広渡社長に新会社としての展望や課題を聞いた。

――社内カンパニー制を経て独立します。
「安定供給という基本的な使命は変わらない。これまでも中立性や公平性への取り組みは徹底してきた。4月からもさらに深めていこうと考えている」

――分社化で独立採算制になります。
「九州域内の電力需要をどう増やすかが存続のカギを握る。九州で使われるエネルギー全体に占める電気の割合は3割程度。電化促進は営業部門の仕事という意識が強かったが、今後は自ら取り組まなければいけない。技術者が多い会社だが、意識を高めていきたい」
 「資産の活用や新規事業育成も必要になる。例えば、電柱が持つ位置座標情報の外販や、携帯電話の基地局の設置を計画している。
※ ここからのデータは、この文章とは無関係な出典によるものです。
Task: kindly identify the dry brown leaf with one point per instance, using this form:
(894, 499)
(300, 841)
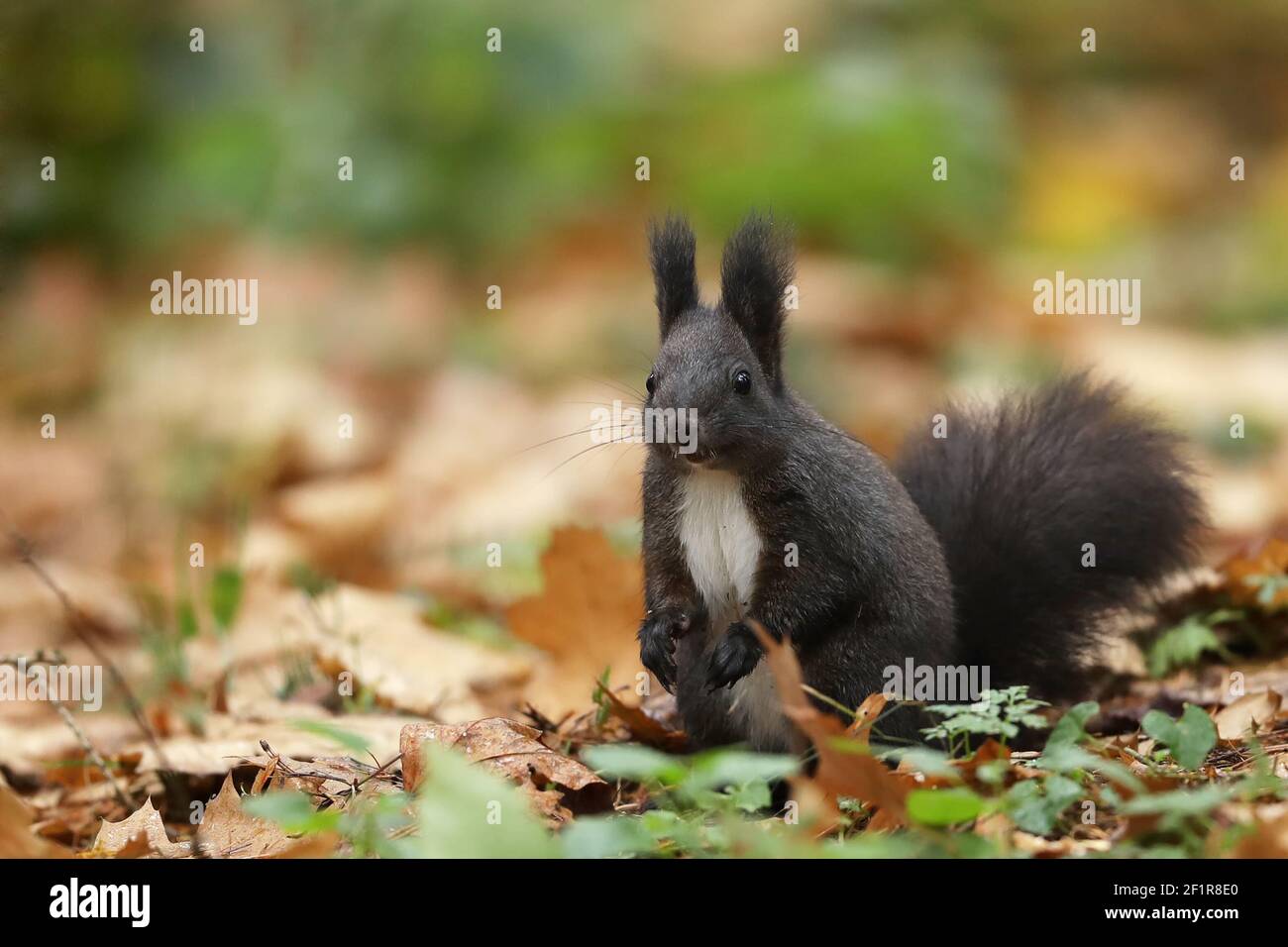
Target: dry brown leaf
(382, 641)
(845, 766)
(316, 845)
(514, 751)
(228, 831)
(644, 728)
(1269, 840)
(866, 715)
(585, 620)
(16, 836)
(138, 836)
(228, 740)
(1253, 711)
(1271, 560)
もう一つは海外事業だ。再生エネルギーの導入や離島での発電事業で培った技術やノウハウを発展途上国などで生かせると考えている」

――1月に発生した新電力向け電気料金計算システムの障害が長引いています。
「顧客に大変ご迷惑をおかけし、申し訳なく思っている。システム改修は3月中に終わらせる見込みで、ほぼメドは付いた。電気料金は様々な形態があるにもかかわらず、移行に向けたテストが不十分だった。システム開発各社と連携し、しっかり制御していきたい」(聞き手は山田和馬)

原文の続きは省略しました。